There was a two-story red school house on Route 520 in Bradevelt re-purposed from a house in 1810, which was torn down in 1913 and replaced for 1914 school year. In this school, future U.S. Vice President Garret Hobart as well as his father Addison Hobart and future Assemblyman John D. Honce were teachers. Frank Dugan came from this school and later became important to the educational system in Marlboro; a school is named after him.

=== Psychiatric hospital ===

In 1928, construction of a Marlboro Psychiatric Hospital was begun. The main entrance to the hospital was on route 520 in Bradevelt. The hospital transferred 500 patients from Graystone Hospital in 1931 when it opened.

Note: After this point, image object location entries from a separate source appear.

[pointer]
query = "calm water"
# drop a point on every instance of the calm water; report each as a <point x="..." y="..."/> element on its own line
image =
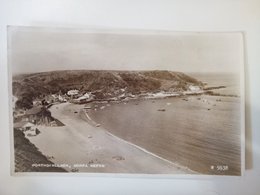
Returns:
<point x="199" y="133"/>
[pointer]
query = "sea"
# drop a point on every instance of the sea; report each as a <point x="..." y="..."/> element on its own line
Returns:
<point x="200" y="132"/>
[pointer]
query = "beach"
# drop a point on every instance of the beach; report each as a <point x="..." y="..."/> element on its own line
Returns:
<point x="87" y="148"/>
<point x="200" y="132"/>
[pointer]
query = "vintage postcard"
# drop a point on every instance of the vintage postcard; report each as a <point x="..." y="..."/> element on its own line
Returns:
<point x="128" y="102"/>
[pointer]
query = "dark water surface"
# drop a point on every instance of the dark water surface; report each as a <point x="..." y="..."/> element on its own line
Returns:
<point x="199" y="132"/>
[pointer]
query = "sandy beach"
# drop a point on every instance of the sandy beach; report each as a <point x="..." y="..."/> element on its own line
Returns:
<point x="83" y="147"/>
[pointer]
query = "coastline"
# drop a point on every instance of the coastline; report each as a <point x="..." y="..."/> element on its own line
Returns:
<point x="94" y="145"/>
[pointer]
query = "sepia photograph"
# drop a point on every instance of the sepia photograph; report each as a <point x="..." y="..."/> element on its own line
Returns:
<point x="126" y="101"/>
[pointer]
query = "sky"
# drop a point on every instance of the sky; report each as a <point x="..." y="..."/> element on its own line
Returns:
<point x="47" y="49"/>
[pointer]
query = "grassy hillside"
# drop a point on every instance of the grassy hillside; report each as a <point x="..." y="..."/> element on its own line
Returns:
<point x="106" y="83"/>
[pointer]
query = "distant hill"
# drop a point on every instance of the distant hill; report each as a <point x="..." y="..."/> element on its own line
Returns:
<point x="105" y="83"/>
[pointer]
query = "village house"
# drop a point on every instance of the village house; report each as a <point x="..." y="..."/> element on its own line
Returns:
<point x="28" y="128"/>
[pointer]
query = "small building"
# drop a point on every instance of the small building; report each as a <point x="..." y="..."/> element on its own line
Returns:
<point x="24" y="125"/>
<point x="38" y="115"/>
<point x="28" y="128"/>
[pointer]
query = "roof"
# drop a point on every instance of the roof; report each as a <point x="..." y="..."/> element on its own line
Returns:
<point x="23" y="124"/>
<point x="34" y="110"/>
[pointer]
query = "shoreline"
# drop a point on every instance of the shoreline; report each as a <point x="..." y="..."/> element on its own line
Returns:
<point x="84" y="144"/>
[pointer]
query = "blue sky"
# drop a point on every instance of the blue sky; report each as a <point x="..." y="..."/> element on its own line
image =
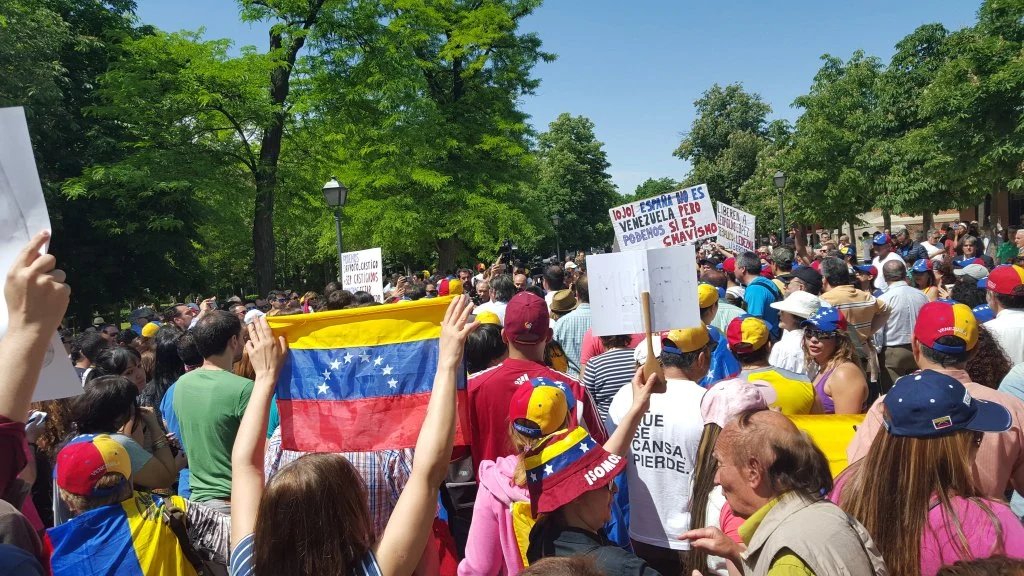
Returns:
<point x="635" y="67"/>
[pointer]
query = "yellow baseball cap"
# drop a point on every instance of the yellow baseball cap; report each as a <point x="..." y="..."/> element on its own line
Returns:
<point x="685" y="340"/>
<point x="707" y="295"/>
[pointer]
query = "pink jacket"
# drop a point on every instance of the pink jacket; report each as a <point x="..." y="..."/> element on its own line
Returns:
<point x="491" y="547"/>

The 509 acres purchased by the state for the hospital grounds were purchased for $76,000. It was reported that the houses and farms which were obtained in 1928 were considered "very old". Some of the structured destroyed were built before the Revolutionary War.

=== Post office ===

Bradevelt had a post office. In 1865, the mail was handled by Patrick Carton who lost an arm in the Civil War. Mail delivery started as twice a day. In 1929, it was changed to once daily in the evening; then changed to morning delivery. However, the population did not support a separate dispatch and the Post Office was closed in February 1932. Mail for the area was sent to the main Marlboro office.

=== Historic churches ===

Two historic churches serve Bradevelt. Both Located on Route 520, the first is St. Gabriel's Chappel. Built by Fr. Frederick Kivelitz in 1878, the church served the community until a larger church was built in Marlboro. St. Gabriel's Church is known for an annual carnival. In 1949, the carnival featured the Yankees baseball team featuring Phil Rizzuto and Snuffy Stirnweiss. The second church was started in 1709, as the "First Reformed Church of Freehold", but in 1931 changed its name to "Old Brick Reformed Church". In 1826, the church reconstructed the building and erected the present edifice.

=== Train station ===
One of seven railroad station stops along the twelve mile railroad line from Matawan to Freehold was located by Route 520 in Bradevelt. Potatoes & Marl were a main crop and product for the area. In 1914, 225,000 barrels of potatoes were shipped from the Bradevelt station. The depot burned down in May 1926. Following the fire, a rail car was used for the station agent and ticket sales.

== Other features ==

Illegal alcohol stills were very common in the Bradevelt area during the prohibition. In some cases, the stills would explode causing barn and house fires.

Found in a Marl pit in Bradevelt was evidence that New Jersey had chestnuts growing 60 million years ago. This was after a well preserved specimen was found and identified by the Yale Forest School.

The area was known for good fishing on the Hop Brook. Trout, Pike, pickerel and perch were known to be caught on this stream.